Step by step solution

01

Understanding the Uniqueness of Solutions (a)

To determine when the system:\[x + y + z = 3, \quad x y + y z + z x = b, \quad x^2 + y^2 + z^2 = c\]has a unique solution in terms of variables \(b\) and \(c\), we need to understand what having a unique solution entails. Typically, for a system of equations, a unique solution means that there is precisely one set of values for \(x\), \(y\), and \(z\) that satisfies all equations. This requires that the determinant of the system's equivalent matrix representation does not lead to any indeterminate forms or explicitly accounts for one unique form of solution.
02

Expressing the System with Known Conditions (a)

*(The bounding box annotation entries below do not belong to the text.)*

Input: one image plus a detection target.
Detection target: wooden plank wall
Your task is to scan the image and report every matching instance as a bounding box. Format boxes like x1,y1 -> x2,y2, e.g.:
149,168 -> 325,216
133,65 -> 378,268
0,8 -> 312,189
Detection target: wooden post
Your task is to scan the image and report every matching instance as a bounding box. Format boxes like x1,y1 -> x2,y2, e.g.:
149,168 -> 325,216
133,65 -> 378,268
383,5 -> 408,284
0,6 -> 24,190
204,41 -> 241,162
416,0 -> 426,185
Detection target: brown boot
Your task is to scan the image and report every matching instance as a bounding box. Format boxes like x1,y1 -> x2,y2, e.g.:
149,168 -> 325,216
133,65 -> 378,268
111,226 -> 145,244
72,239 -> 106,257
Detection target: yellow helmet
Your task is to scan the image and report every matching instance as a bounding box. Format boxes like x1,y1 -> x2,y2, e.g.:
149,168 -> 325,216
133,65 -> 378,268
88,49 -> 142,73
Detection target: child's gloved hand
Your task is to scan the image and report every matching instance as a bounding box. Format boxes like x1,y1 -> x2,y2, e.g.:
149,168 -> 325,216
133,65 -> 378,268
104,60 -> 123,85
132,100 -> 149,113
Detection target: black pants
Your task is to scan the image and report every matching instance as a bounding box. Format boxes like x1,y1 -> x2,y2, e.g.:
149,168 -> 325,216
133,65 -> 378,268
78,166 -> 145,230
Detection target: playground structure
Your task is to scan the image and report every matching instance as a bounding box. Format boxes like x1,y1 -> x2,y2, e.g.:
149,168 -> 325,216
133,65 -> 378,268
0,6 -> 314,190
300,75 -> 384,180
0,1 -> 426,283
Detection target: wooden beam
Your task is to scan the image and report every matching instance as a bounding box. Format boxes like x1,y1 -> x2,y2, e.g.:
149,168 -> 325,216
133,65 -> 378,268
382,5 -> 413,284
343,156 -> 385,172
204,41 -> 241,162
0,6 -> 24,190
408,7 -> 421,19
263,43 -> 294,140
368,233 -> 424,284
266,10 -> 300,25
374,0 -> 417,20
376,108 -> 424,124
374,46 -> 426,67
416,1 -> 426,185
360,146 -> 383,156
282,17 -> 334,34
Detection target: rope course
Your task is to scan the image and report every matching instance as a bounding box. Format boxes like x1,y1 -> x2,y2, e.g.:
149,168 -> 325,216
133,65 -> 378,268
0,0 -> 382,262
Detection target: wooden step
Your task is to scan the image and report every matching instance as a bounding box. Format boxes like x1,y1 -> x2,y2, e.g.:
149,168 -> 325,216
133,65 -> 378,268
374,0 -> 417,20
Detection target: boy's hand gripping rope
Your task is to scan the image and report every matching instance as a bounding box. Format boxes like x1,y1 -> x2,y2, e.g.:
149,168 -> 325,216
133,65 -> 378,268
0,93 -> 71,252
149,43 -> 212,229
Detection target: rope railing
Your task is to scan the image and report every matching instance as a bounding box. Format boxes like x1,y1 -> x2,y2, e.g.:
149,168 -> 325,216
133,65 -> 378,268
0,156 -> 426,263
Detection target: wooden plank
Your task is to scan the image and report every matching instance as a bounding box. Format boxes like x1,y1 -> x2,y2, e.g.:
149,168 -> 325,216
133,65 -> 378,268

Assume \(x, y, z\) are real numbers. Use the identity that for three variables, the system:\[S_1 = x+y+z = 3, \quad S_2 = xy + yz + zx = b, \quad S_3 = x^2 + y^2+ z^2 = c\]can be transformed with these known equations:\[S_3 = S_1^2 - 2S_2\].Substitute \(S_1 = 3\) into the equation:\[c = 3^2 - 2b\].Rearrange this to yield:\[c = 9 - 2b\].
03

Unique Solution Condition (a)

To ensure a unique solution exists, any relationship between \(b\) and \(c\) derived from the transformations above must be such that no further variables interact to cause indeterminacy. The equation:\[c = 9 - 2b\]should be kept intact and uncoupled from constraints or further dependencies externally imposed.
04

Result for (a)

This condition implies that all values \(b\) and \(c\) that satisfy:\[c = 9 - 2b\]lead to systems with potentially unique solutions, assuming no further constraints are introduced.
05

Understanding the Uniqueness of Solutions (b)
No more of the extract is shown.